Whether he wants to admit it or not, Joey Gathright is playing small ball. Of the 6 games that he played in so far this spring, and his 12 at bats, he already has 6 stolen bases. I am sure that Hillman is happy to see this stat coming from a player who averages participating in a little less than half of the regular season games annually. Again, Hillman’s emphasis this season is going to concentrate on OBP (On Base Percentage). This leaves the responsibililty of bringing the runner home to smart base running, and fundamental baseball. If the lead off hitter can get on base, and then steal second and/or third, you are sitting in a very good place of allowing smart baseball players to bring him home. At that point in the inning, with a man or two on, you need the discipline at the plate to know that individual accomplishments go out the window when you could potentially be putting the game out of reach in the late innings, just by possibly bunting the runner across, or sacrifice flying a runner home.

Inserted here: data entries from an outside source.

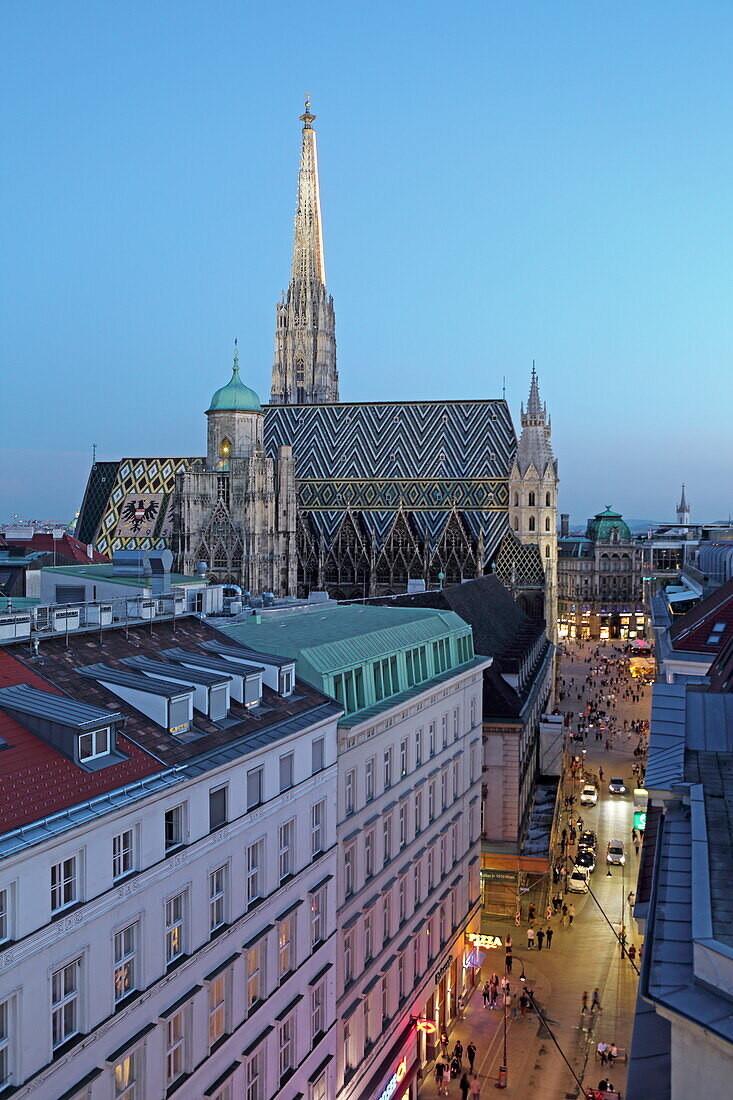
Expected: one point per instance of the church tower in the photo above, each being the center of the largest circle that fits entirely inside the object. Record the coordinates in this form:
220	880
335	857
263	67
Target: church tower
533	495
304	371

Gathright is setting an excellent example of what Trey Hillman wants this year from his players. It is aggressive, smart base running, coupled with discipline at the plate, and the overall desire to win the game, by any means possible. Even if that means sacrificing individual marks for the better of the team. The Royals will find out quickly that manufacturing runs and keeping their opponents on their toes in the infield will go a long way this season toward their goal of turning this franchise around, and becoming a contender in the increasingly competitive American League Central.
Hopefully Joey’s passion for success, and his hard, aggressive base running, will rub off on his teammates, and translate into some much needed “W”ins for the ball club. Who knows, we may see more of Joey Gaithright. With 6 steals in as many games, I would think that he has proven himself on the base paths, now if we could spark that bat.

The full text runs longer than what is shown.